Un permis non prorogé et un défaut d'assurance
Pour ce qui est des résultats des alcootests et des tests salivaires pour détecter les stupéfiants, les gendarmes font choux blanc ce soir-là. L'horaire de fin de journée, à la sortie du travail, peut pourtant être propice à la consommation. Mais c'est sur des affaires administratives que le travail des six représentants des forces de l'ordre finit par se concentrer. Un défaut de permis tout d'abord, à Blaceret, pour un jeune homme accompagné de sa petite sœur, qui n'a pas non plus le papier rose en poche. "On attend que ses collègues viennent récupérer le véhicule car il ne peut plus circuler", lance l'adjudant à son commandant, tout en dirigeant le conducteur incriminé sur une place où il pourra patienter.

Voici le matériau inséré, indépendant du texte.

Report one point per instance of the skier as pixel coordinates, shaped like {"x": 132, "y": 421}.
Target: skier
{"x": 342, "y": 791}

Puis à Denicé, sur le secteur des Maisons Neuves, où après plusieurs contrôles en règle, les brigadiers aperçoivent au loin une Peugeot 207 blanche zigzagant et roulant à une vitesse élevée, qu'ils arrêtent sur le bas-côté. À son bord, trois personnes : un jeune homme qui conduit et ses sœurs. Celui-ci tend un permis provisoire, l'ayant obtenu récemment. Problème : il n'est pas prorogé et le véhicule n'est plus assuré depuis 2018. "C'est un garage qui m'a prêté ce véhicule", avance-t-il aux forces de l'ordre. Une version confirmée sur place par les gendarmes qui ont vérifié l'immatriculation à l'aide de leurs téléphones portables. "Avant, on devait tout faire en procédure papier. Ça nous fait gagner du temps", témoigne une gendarme sur place.
Ce n'est qu'après un coup de téléphone, deux tests pour alcoolémie et stupéfiants négatifs et plusieurs minutes d'attente que la mère du conducteur et des passagères, qui habitait à proximité, est venue les chercher. Le véhicule, lui, a été immobilisé. L'amende sera de 400 € pour le contrevenant. Le garage sera également appelé pour éclaircir le contexte du prêt d'un véhicule non assuré.

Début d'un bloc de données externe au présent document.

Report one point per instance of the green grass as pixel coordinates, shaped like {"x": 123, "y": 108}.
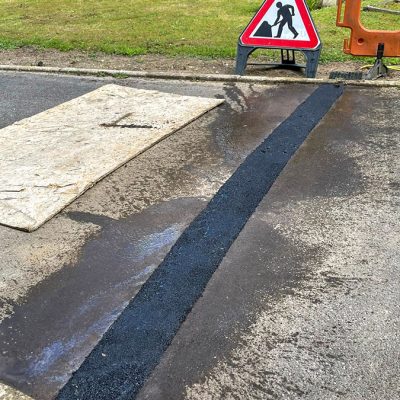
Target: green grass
{"x": 202, "y": 28}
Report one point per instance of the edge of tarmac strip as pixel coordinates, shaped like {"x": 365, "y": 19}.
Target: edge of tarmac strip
{"x": 129, "y": 351}
{"x": 195, "y": 77}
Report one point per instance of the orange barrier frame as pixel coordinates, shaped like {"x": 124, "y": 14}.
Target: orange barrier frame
{"x": 365, "y": 42}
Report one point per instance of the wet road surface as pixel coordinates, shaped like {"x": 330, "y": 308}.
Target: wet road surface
{"x": 64, "y": 285}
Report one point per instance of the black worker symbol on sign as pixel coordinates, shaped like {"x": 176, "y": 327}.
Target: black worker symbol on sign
{"x": 284, "y": 17}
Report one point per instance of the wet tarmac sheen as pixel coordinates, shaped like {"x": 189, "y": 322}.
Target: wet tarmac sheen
{"x": 71, "y": 309}
{"x": 129, "y": 351}
{"x": 152, "y": 200}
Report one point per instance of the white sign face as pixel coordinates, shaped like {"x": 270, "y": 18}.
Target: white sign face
{"x": 282, "y": 21}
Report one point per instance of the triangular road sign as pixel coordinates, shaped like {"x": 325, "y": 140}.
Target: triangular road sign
{"x": 282, "y": 24}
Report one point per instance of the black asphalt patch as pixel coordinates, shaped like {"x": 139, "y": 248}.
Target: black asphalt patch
{"x": 133, "y": 346}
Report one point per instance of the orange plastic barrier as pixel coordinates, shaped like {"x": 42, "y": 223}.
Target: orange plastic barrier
{"x": 364, "y": 42}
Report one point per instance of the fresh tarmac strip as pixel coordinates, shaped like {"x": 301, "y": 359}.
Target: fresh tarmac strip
{"x": 110, "y": 240}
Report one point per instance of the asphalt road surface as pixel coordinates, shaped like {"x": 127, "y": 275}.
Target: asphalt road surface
{"x": 254, "y": 254}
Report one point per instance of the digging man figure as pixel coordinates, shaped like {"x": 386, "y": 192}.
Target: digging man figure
{"x": 286, "y": 13}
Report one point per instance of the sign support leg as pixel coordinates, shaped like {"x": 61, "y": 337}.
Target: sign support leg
{"x": 287, "y": 56}
{"x": 312, "y": 57}
{"x": 242, "y": 56}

David Duvernay et Simon Alves
"Les refus d'obtempérer, c'est une crainte qu'on a constamment"

"Les gens sont coopératifs". Qu'il s'agisse de personnes en infraction ou contrôlées en règle, les automobilistes et motards ayant eu affaire aux gendarmes lors de cette soirée n'ont opposé aucune résistance à leur travail, se soumettant avec sourire à leurs injonctions. Pourtant, dans un contexte où les refus d'obtempérer occupent régulièrement la une de l'actualité, la question de la prise en compte de ce type de phénomènes de la part des forces de l'ordre est inévitable. "C'est une crainte qu'on a constamment, concède Clément de Maillard. En ce moment, c'est davantage dans l'actualité, mais dans notre travail, ce n'est pas quelque chose de nouveau. C'est un phénomène auquel nous sommes toujours sensibles."

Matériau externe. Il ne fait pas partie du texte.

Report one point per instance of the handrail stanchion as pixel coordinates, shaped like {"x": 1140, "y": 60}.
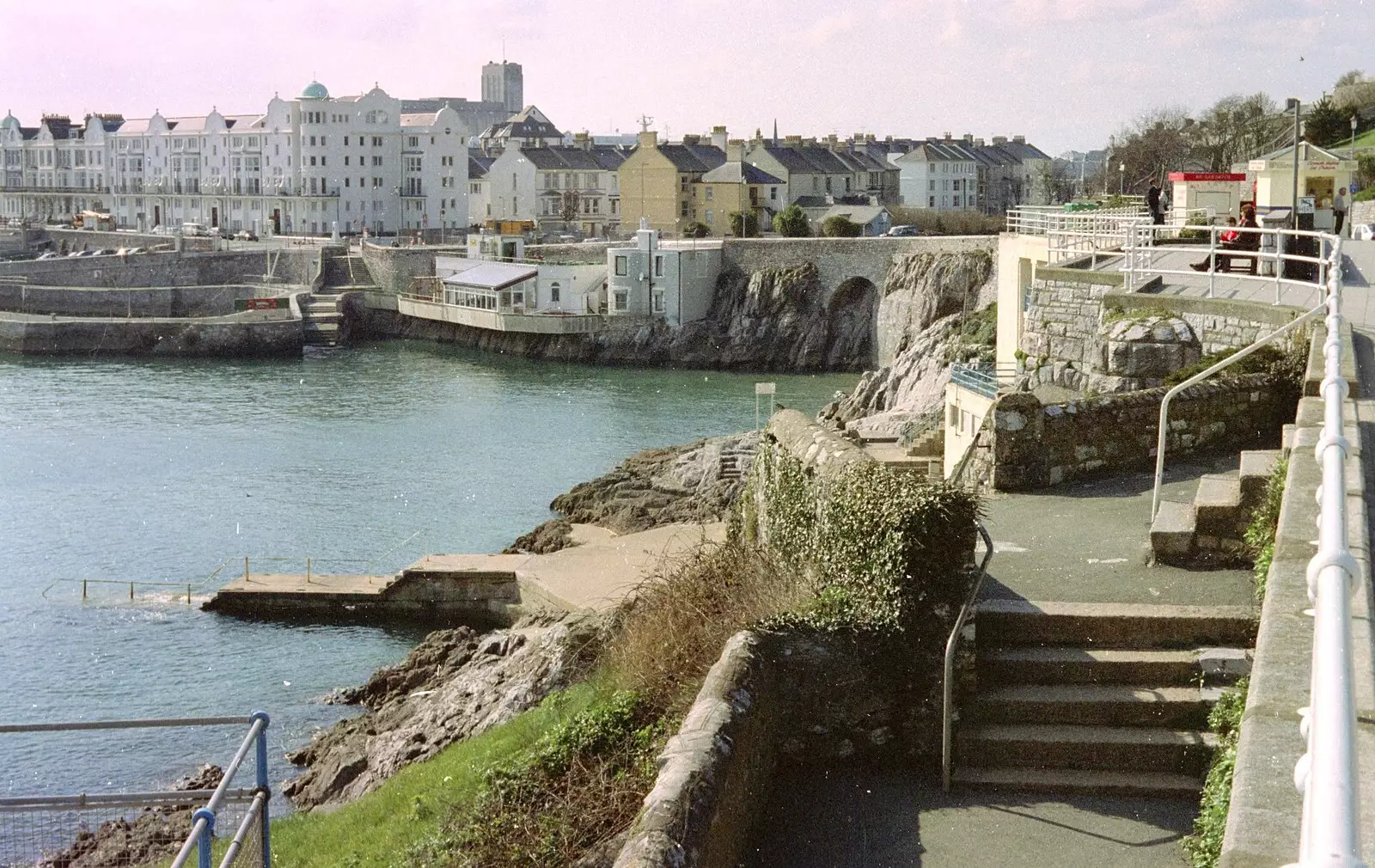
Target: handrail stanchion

Pour mieux les prévenir, les gendarmes tentent d'adopter les bons réflexes, entre observation et contrôle. "On ne passe jamais devant le capot du véhicule, mais toujours par l'arrière quand on en fait le tour", poursuit le commandant. Si refus d'obtempérer il y a, la prise en chasse ne doit pas être automatique. Le but est d'éviter toute provocation lui faisant prendre des risques. "On va suivre le véhicule tout en alertant par radio les équipages à l'extérieur, en leur donnant des indications pour qu'ils puissent l'intercepter. On demande aussi souvent un hélicoptère." Pour le commandant, "certains refus d'obtempérer se font pour des raisons tellement anodines que le relevé de l'infraction ne vaut pas la vie d'un gendarme".